After Israel had declared its independence in 1948, it was immediately attacked en masse by its Arab neighbors. East Jerusalem and the Old City came under Jordanian control, and the Israelis could not dislodge them. Jewish residents were forced out of this area. The Western Wall (Wailing Wall), the most sacred site in Judaism, was desecrated, and the area around it was turned into a public dump. Jewish people were denied access to it. The Jordanians built houses right by the Wall. The Jewish Quarter in the Old City was destroyed, and half of the Old City’s 58 synagogues were demolished. The Jewish cemetery on the Mt. of Olives was plundered for tombstones which were used as paving stones and building materials. Jewish life in the Old City was miserable under Jordanian rule.
In 1967, in order to win an inevitable war, Israel pre-emptively attacked Syria and Egypt. Egypt had been amassing troops. At that time, the Golan Heights were part of Syria, and the kibbutzim that were below were regularly shelled. East Jerusalem was still part of Jordan. The Israelis warned Jordan not to join the conflict, but of course, they did not listen.
On this very important day in 1967 (Wednesday, June 7), the third day in the Six-Day War, Israeli forces defeated the Jordanian army as they broke through the Lions’ Gate of the Old City wall and entered the area in which Jewish people had been refused access since 1948. They captured the Old City and the surrounding areas of East Jerusalem. These areas were later merged with Israeli West Jerusalem, and united Jerusalem once again became the capital of Israel. The commemoration of this momentous day is Jerusalem Day and will be observed sundown June 4 – sundown June 5. This is Iyyar 28 in the Jewish calendar.

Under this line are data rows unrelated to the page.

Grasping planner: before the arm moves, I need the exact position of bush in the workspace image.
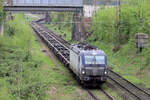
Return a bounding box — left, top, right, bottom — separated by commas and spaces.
93, 0, 150, 44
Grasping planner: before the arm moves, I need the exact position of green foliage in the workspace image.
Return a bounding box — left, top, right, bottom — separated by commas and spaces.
86, 0, 150, 88
93, 0, 150, 43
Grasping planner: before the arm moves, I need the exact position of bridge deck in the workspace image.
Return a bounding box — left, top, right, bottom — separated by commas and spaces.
3, 6, 83, 12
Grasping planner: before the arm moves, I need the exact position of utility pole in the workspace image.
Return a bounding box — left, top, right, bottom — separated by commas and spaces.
116, 0, 121, 44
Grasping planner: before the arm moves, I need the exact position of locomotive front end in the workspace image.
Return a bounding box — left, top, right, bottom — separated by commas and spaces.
80, 51, 107, 82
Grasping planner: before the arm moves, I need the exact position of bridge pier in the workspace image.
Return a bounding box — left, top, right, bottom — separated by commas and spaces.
45, 12, 51, 24
72, 13, 84, 42
7, 0, 13, 6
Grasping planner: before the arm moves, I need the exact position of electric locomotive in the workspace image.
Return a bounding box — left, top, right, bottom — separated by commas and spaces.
70, 43, 107, 83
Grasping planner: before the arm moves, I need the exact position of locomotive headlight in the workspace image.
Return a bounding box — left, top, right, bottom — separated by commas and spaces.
81, 70, 85, 74
104, 71, 107, 75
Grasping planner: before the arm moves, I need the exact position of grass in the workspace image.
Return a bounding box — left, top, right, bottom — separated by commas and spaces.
46, 24, 72, 41
47, 19, 150, 88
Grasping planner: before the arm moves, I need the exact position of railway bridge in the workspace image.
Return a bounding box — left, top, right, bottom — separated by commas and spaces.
4, 0, 84, 40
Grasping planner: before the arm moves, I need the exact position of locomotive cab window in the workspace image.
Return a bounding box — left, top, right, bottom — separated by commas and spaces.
83, 55, 106, 67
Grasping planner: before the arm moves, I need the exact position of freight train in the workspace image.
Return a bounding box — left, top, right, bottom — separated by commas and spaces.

Yom Yerushalayim is gradually becoming a “pilgrimage” day, when thousands of Israelis travel (some hike!) to Jerusalem to demonstrate solidarity with the city. This show of solidarity is of special importance to the state of Israel, since the international community has never approved the “reunification” of the city under Israeli sovereignty, and many countries have not recognized Jerusalem as the capital of the Jewish State (The United Nations “partition plan” of November 1947 assigned a status of “International City” to Jerusalem).

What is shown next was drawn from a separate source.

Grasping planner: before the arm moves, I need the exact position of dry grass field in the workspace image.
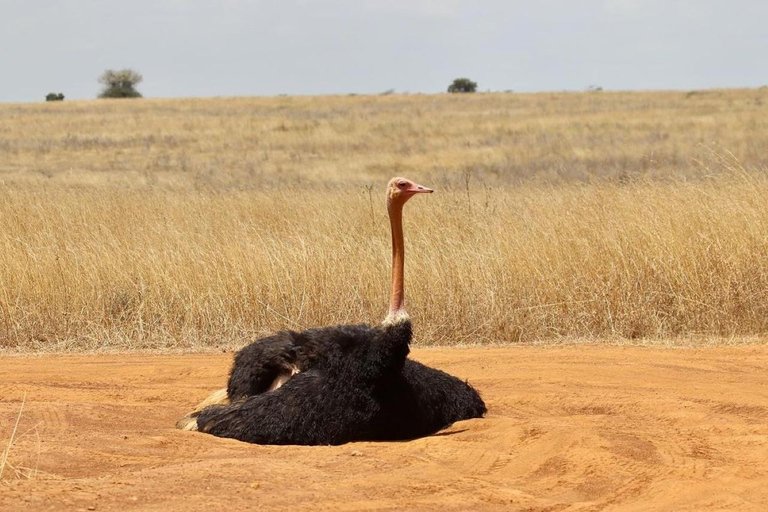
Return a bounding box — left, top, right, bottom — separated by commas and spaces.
0, 89, 768, 352
0, 89, 768, 512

The Israeli education system devotes the week proceeding this day to enhancing the knowledge of the history and geography of the city, with a special emphasis on the unique role that it played in Jewish messianic hopes since Biblical times. Jewish schools around the world also observe Yom Yerushalayim, and American Jewish people on this important day wave Israeli flags, eat Israeli food, and listen to the music of the Land.

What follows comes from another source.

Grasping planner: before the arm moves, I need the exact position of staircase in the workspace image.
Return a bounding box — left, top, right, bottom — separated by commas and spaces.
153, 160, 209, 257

The Israel Rabbinate proclaimed Yom Yerushalayim to be a day of thanksgiving, and directed that the Shacharit (morning) service that day include Psalm 107, the Hallel (Psalms 113-118), as well as a verse-by-verse reading of the “Song of the Sea,” which praises God for His triumph over Israel’s enemies.
The day begins with a thanksgiving service at the Kotel, or Western Wall, attended by thousands of Jerusalemites. Eighteen torches are lit in memory of the soldiers who fell in the battle for Jerusalem. In Judaism, each letter in the Hebrew alphabet is assigned a number. The number eighteen corresponds with the two Hebrew letters that spell “life.” On this day in Jerusalem and throughout the Land, Jewish people participate in both memorial services, as well as parades, picnics, singing, dancing, and other festivities. This important day is also to be celebrated with a festive, joyous meal.
“If I forget thee, O Jerusalem, let my right hand forget her cunning. If I do not remember thee, let my tongue cleave to the roof of my mouth; if I prefer not Jerusalem above my chief joy.”
– Tehillah (Psalm) 137:5, 6
“For the LORD hath chosen Zion: he hath desired it for his habitation. This is my rest forever: here will I dwell; for I have desired it.”
– Tehillah (Psalm) 132:13, 14
** In the Hebrew, the word “desire” both times is in the intensive form! How God desires, longs for Jerusalem and the hearts of those there to be His habitation!! “Jerusalem” means “City of Peace.” There will be no peace there, though, until the Prince of Peace, Jesus the Messiah, inhabits the hearts of those who live there.
“Pray for the peace of Jerusalem: they shall prosper who love thee.”